Vollkorn gilt als ernährungsphysiologisch wertvoll, wird im Alltag jedoch häufig aus sensorischen Gründen gemieden. Dunkle Farbe, kräftiger Geschmack und eine eher grobe Textur passen nicht immer zu den Erwartungen moderner Konsumentinnen und Konsumenten. Genau hier setzt eine aktuelle Produktentwicklung an, die das Thema Vollkorn neu interpretiert.
Mit SCHNEE Dinkel bringt GoodMills Innovation ein Dinkel-Vollkornkonzentrat auf den Markt, das gezielt auf eine hellere Optik, eine feinere Krume und ein milderes Geschmacksprofil abzielt. Damit eröffnet sich für das Bäcker- und Konditorenhandwerk die Möglichkeit, vollkornfähige Backwaren anzubieten, die näher an klassischen hellen Produkten positioniert sind und dennoch die ernährungsphysiologischen Vorteile von Vollkorn erfüllen.
Sensorik als Schlüssel zur Akzeptanz
Der Ansatz greift eine zentrale Entwicklung im Markt auf. Viele Konsumentinnen und Konsumenten wollen sich bewusster ernähren, greifen jedoch weiterhin bevorzugt zu helleren Backwaren. Produkte wie Kleingebäck oder feine Dinkelgebäcke stehen dabei besonders im Fokus. Vollkorn wird zwar geschätzt, aber nicht immer akzeptiert.
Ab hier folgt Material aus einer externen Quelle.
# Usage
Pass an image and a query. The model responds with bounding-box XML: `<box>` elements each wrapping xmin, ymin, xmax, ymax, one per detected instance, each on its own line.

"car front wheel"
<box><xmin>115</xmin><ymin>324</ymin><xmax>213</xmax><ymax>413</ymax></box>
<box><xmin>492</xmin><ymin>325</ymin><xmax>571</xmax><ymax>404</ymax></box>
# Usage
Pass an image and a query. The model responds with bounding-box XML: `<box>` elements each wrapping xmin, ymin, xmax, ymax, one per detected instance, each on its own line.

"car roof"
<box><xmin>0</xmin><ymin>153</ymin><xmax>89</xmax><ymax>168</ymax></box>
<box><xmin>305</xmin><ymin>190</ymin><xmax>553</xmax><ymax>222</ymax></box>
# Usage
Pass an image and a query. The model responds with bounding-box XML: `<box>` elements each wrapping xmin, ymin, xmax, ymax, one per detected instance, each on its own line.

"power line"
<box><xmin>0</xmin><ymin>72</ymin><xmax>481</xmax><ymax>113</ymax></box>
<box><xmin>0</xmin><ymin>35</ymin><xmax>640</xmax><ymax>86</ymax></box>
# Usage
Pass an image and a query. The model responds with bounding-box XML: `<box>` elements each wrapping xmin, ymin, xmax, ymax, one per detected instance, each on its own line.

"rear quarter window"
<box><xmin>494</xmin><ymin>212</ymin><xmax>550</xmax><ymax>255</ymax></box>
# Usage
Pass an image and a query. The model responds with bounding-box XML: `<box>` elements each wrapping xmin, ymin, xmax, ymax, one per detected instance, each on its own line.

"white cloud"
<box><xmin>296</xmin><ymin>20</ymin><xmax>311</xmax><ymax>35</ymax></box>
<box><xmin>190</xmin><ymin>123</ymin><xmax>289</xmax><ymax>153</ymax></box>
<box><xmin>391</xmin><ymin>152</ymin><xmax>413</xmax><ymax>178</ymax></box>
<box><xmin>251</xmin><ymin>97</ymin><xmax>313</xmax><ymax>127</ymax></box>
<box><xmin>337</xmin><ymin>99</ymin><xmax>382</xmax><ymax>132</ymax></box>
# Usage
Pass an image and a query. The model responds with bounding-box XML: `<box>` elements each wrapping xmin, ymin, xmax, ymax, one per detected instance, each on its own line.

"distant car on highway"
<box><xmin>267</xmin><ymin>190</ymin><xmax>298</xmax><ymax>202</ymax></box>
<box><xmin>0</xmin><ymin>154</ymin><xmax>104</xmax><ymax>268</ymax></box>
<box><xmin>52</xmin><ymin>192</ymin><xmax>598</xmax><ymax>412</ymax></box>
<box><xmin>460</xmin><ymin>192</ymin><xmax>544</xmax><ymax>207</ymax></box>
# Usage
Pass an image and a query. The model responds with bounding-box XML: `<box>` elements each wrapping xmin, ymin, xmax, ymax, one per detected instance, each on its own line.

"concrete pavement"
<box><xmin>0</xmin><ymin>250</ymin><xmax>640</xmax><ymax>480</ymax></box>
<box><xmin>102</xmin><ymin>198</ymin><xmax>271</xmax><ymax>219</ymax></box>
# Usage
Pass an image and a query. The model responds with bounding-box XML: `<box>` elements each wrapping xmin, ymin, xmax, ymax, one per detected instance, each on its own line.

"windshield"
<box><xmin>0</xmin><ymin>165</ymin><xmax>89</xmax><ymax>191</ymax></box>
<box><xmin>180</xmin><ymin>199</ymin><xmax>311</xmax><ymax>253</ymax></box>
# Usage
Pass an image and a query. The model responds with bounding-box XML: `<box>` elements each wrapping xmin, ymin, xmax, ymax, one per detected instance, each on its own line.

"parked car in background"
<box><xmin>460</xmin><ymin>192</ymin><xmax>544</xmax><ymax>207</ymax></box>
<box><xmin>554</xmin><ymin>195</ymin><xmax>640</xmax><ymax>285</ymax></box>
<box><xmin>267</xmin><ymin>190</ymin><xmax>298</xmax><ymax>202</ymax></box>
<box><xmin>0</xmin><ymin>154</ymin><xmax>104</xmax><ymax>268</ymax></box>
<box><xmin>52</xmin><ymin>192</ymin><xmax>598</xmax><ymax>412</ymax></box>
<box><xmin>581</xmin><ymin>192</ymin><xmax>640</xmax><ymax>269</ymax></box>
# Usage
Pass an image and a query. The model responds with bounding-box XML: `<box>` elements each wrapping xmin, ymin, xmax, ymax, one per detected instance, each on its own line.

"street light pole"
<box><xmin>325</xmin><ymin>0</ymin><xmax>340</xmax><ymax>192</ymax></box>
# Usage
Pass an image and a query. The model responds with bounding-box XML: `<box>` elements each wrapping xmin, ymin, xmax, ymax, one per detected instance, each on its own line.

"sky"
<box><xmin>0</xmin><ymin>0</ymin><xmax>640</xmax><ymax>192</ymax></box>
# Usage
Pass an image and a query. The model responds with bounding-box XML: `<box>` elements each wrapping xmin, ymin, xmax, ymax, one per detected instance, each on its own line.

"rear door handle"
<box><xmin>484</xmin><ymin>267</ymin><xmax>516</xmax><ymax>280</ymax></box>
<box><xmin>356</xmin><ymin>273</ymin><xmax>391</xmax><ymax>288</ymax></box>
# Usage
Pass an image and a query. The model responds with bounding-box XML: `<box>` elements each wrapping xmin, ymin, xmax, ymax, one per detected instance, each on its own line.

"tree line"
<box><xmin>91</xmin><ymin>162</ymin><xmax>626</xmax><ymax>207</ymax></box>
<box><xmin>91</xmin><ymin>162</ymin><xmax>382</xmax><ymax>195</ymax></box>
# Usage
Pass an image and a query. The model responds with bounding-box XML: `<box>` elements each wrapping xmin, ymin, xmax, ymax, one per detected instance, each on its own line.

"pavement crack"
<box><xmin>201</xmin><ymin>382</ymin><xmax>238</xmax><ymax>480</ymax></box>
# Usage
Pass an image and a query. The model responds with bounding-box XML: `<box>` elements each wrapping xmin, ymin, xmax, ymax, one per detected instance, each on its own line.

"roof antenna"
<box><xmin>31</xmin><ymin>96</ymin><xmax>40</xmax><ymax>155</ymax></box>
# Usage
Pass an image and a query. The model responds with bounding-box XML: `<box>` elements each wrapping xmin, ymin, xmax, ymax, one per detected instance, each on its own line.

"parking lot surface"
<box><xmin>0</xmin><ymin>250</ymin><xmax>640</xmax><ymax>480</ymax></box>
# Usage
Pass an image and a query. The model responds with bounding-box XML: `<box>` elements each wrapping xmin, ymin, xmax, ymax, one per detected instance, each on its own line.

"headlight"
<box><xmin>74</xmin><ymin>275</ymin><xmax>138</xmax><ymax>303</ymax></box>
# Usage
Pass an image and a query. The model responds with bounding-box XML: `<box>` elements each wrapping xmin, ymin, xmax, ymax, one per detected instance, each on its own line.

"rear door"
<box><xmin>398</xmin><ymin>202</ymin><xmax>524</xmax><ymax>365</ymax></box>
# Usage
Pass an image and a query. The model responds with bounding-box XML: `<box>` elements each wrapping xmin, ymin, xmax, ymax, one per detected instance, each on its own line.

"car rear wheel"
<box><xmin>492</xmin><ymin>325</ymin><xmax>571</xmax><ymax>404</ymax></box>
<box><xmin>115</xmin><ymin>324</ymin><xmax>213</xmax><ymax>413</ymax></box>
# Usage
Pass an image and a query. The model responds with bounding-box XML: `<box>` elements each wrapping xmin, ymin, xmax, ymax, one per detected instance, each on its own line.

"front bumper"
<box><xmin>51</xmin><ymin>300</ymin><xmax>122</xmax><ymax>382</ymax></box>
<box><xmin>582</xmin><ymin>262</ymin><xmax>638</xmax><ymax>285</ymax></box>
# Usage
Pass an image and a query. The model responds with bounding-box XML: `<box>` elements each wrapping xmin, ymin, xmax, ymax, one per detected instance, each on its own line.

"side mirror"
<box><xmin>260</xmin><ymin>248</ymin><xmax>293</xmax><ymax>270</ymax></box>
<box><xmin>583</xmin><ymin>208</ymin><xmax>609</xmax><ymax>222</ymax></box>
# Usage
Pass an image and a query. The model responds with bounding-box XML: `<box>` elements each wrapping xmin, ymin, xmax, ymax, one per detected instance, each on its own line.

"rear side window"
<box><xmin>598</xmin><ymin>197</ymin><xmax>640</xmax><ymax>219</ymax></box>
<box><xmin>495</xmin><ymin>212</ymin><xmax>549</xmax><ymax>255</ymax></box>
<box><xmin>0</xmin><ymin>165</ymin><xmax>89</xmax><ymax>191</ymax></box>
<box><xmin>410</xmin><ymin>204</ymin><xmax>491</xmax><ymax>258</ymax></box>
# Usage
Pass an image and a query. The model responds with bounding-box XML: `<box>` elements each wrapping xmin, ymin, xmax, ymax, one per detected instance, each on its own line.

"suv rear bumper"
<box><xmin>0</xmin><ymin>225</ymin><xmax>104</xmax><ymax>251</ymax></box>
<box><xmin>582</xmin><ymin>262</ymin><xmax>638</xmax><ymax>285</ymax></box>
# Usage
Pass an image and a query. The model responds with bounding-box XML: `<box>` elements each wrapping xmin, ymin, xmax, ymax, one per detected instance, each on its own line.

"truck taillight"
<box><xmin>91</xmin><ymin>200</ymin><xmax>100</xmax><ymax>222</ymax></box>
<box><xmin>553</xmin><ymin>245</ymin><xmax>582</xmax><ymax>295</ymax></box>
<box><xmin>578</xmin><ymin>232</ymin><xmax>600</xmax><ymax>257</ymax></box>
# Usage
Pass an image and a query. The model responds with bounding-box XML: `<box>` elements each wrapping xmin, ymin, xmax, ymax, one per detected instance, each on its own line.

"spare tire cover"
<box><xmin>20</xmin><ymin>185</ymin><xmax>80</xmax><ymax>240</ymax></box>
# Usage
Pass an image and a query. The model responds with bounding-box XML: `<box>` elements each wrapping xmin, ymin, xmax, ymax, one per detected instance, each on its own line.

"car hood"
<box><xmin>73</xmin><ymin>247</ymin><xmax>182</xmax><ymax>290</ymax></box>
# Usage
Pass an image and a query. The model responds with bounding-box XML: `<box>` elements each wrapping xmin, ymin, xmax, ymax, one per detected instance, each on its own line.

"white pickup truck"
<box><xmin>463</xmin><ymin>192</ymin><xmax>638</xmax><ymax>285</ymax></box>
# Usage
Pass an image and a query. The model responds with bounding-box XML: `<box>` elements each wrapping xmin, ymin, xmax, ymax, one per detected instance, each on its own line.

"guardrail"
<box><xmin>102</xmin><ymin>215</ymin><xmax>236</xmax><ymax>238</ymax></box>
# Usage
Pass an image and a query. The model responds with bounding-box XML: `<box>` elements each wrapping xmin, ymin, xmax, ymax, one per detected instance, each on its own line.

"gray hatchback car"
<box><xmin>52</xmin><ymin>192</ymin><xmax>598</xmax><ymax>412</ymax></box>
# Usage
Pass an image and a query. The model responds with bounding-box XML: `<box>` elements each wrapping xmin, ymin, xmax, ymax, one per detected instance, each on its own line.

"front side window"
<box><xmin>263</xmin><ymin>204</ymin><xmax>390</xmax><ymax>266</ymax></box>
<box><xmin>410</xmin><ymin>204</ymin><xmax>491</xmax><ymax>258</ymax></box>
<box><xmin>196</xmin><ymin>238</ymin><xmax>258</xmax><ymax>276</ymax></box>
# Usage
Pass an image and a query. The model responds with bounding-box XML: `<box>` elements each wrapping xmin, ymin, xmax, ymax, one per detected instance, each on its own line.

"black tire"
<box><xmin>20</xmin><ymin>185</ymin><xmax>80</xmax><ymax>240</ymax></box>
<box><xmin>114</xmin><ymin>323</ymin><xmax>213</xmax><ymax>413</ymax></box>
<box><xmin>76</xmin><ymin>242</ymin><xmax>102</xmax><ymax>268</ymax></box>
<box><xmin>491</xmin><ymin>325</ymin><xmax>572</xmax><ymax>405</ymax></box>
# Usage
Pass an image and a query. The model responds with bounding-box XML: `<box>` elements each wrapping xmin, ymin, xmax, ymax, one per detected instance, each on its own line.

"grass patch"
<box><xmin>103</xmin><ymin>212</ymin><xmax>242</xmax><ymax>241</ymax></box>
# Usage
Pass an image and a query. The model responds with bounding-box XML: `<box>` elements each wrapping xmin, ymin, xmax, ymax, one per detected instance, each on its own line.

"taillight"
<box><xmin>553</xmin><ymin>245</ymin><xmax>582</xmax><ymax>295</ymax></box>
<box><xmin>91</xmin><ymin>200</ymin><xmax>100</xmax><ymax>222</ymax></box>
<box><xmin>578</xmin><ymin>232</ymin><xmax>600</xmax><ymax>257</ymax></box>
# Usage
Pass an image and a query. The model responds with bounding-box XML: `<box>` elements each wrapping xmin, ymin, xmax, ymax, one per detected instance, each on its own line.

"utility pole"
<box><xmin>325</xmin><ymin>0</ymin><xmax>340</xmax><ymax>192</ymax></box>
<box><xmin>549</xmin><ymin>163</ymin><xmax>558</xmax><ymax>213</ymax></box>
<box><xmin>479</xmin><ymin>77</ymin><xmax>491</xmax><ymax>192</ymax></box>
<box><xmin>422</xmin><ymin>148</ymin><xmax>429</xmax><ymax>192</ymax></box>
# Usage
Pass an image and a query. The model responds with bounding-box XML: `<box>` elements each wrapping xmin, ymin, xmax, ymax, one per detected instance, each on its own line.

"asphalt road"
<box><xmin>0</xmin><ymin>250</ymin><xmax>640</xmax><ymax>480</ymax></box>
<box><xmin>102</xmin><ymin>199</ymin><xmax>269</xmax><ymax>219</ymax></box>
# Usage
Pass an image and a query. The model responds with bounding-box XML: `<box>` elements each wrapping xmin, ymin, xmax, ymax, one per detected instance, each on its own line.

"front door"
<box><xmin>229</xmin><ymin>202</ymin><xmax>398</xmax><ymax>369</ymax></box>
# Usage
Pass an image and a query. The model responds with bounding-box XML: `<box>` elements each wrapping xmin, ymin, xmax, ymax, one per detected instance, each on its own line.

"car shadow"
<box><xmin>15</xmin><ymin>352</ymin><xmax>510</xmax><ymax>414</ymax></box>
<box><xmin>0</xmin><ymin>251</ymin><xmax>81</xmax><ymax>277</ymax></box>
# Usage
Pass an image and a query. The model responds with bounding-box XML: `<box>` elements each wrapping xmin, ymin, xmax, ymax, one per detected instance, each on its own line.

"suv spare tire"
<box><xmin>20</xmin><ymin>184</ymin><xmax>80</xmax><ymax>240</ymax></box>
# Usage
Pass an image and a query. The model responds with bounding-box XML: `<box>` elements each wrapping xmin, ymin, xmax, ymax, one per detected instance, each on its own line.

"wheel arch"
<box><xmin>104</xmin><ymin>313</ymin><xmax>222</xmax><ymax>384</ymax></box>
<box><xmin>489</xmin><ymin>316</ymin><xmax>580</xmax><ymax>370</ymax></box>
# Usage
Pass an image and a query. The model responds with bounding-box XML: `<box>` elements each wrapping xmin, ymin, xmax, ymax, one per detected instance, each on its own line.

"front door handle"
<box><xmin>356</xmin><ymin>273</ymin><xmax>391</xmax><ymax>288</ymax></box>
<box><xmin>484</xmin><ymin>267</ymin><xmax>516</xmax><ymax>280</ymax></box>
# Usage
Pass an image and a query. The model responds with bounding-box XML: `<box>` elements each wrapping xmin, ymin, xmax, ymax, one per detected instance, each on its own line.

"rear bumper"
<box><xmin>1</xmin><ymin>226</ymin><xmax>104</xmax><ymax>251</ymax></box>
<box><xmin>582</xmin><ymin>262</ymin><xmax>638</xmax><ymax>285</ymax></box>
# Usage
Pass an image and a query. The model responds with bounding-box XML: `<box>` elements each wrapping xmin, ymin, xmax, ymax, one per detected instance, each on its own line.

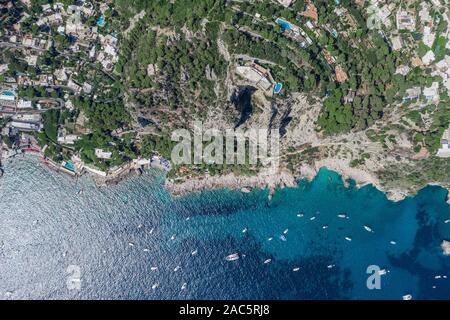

„Mit SCHNEE Dinkel geben wir Bäckereien die Möglichkeit, Dinkel-Vollkorn differenzierter zu denken – heller, feiner und milder, ohne die Vollkorneigenschaften aufzugeben“, erklärt Max Weber.
Technologie hinter dem Konzept
Im Unterschied zu klassischem Vollkornmehl handelt es sich bei SCHNEE Dinkel um ein separiertes Dinkelerzeugnis. Es enthält die relevanten Bestandteile aus Keimling und Schalenfraktionen, weist jedoch einen reduzierten Stärkeanteil auf. Durch einen mehrstufigen Vermahlungsprozess entsteht ein besonders feines Vollkornkonzentrat mit deutlich hellerer Farbe und homogener Struktur.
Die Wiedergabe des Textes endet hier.